Bellevue University’s science department has struck gold in the science world with a new species discovery.
Found at American Heroes Park in the wetland areas, a tiny worm was discovered through research and curiosity.
Johnny Farnen, manager of the BU science labs, and Tyler Moore, assistant professor of biology, take students out in the field on occasion to collect research materials to study in the labs.
“One September, we took them to American Heroes Park, and there’s a little wetland down there that I’ve been visiting off and on for a few years,” Farnen said. “One of the things I did, I filled a 1-gallon Ziploc bag with mud, because it was seasonal and dry.
“We brought the mud back, threw it in the tank and just added water to see what cool critters would hatch.”

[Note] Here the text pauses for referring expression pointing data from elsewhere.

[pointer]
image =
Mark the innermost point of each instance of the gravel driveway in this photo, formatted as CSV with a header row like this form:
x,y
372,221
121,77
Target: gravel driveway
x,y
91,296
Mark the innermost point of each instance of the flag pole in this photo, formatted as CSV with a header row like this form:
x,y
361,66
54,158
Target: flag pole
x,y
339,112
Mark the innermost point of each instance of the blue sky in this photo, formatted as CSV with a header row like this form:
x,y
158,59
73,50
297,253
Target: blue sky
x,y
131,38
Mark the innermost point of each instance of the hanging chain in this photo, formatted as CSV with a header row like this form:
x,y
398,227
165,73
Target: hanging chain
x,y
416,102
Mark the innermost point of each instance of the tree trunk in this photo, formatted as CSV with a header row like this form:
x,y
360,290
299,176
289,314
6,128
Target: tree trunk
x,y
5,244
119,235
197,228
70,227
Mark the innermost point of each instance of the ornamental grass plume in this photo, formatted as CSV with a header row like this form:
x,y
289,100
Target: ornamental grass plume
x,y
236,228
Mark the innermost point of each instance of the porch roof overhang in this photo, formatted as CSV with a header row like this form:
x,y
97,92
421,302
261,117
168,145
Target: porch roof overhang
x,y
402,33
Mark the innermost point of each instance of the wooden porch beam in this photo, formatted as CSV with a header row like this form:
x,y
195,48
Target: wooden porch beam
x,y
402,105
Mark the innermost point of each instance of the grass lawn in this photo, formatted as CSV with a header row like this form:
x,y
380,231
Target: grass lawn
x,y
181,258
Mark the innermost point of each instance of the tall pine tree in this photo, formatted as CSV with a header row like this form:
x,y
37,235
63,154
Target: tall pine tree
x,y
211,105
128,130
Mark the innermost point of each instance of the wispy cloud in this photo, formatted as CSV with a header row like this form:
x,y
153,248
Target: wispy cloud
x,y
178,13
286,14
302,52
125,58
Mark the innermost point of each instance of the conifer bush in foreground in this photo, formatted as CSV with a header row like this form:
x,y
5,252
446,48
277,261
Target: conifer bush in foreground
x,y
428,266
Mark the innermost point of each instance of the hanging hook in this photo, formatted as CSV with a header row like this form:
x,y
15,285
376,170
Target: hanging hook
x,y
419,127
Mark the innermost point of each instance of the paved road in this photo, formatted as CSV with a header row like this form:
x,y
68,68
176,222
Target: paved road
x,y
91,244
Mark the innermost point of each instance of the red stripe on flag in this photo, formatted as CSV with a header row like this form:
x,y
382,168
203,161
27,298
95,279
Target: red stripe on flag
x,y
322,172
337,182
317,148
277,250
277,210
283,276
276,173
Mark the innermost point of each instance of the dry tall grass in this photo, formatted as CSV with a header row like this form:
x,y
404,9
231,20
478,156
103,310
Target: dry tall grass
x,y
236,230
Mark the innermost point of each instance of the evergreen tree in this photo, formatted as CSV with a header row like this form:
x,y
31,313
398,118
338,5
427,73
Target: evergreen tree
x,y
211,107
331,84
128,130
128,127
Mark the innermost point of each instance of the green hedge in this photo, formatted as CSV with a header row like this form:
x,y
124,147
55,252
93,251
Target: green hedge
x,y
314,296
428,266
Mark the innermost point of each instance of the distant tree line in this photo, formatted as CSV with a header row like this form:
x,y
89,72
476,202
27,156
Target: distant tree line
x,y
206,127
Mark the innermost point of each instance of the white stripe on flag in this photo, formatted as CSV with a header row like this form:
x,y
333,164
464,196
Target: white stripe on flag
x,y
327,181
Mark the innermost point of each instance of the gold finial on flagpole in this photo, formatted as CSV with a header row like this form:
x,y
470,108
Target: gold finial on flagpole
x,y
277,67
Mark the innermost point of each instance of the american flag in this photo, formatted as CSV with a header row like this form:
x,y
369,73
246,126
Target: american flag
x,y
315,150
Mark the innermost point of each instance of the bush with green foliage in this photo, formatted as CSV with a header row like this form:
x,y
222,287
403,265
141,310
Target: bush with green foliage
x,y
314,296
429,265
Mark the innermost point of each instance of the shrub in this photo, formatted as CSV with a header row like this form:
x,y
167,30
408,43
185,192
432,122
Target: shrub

The tank sat in the science labs for students to study and conduct research on for a few years. In February 2018, Farnen and a student noticed something in the tanks.
“Our student tech at the time, Ameira Rayyan, said, ‘What are those?’ I said, ‘You know, I don’t know.’ I had been seeing them for years, I’ve seen them in other tanks and samples.”
Farnen and Rayyan grabbed microscopes and brought the worms out to study them. After awhile, they “knew they had something interesting,” Farnen said.
After gathering opinions from other science professors, all of whom weren’t sure what the species was, they studied the worms for about three months before they found out it was a Rhynchomesostoma.
Moore said once the science department hit a “dead end,” he reached out on Twitter and found a worm expert, Alejandro Sánchez Alvarado, in Kansas City, Mo., at the Stowers Institute.
The team took the worms to Kansas City to be examined.
“They were willing to do the genetic analysis on them, which is the gold standard for figuring out if this might be a new species,” Moore said.
After studying the genetic work, Moore said the worm is, indeed, uniquely genetic than anything previously discovered, which is an indication that it’s a new species.
To also determine if a species is new or not, there are many factors that go into that discovery, such as genitalia and chromosomes, and the geographic isolation from other populations.
“There’s quite a few really beautiful and unique things they’re doing that we’ve not seen described,” Moore said. “Some of them, we’ve not been vocal about because we want to be able to describe them before anyone else does.”
At one point there were four worms in the tank, but then that number grew to 8,000 after being successfully reproduced.
“Bellevue University natural science laboratories, we are the first ones to successfully mass-culture an organism like this,” Farnen said. “All the existing literatures say you can keep one or two and observe them for awhile, and I’ve read research papers that say it’s virtually impossible to culture these. We’re able to produce hundreds of thousands on demand right here in our labs. It had never been done before, so we had to develop the protocol.”
The largest worms average about 2 to 3 millimeters in length, which is equivalent to the width of a toothpick. They’re transparent, so they can only be seen in the tank with a flashlight.
They feed on a saltwater crustacean called daphnia, which the worms appear to capture with a toxin emitted from their bodies to paralyze them.
One unique characteristic of the worms is their reproduction — they both lay eggs and give live birth. When a worm gives birth, it bursts open, sacrificing itself while the babies float away or the eggs settle at the bottom.
Farnen said they’re hard to find in the wild, as he’s taken more than 100 samples from parts of Nebraska, Iowa, Wyoming and Colorado and hasn’t found any other than the American Heroes Park.
“It’s not that they’re not there, I’d never make that claim, it’s that they are difficult to find,” he said. “It was sheer dumb luck we ended up with as many as we did in our original sample.”
Farnen said the discovery means a lot to BU and the science department.
“Hundreds of species are discovered each day, but you don’t hear about them,” he said.
“This being not bacteria or algae, it’s huge. We’ve done a lot of group research over the years at BU with our news labs and facilities, but this is one of the big guys — they one that gives us a little more notoriety.”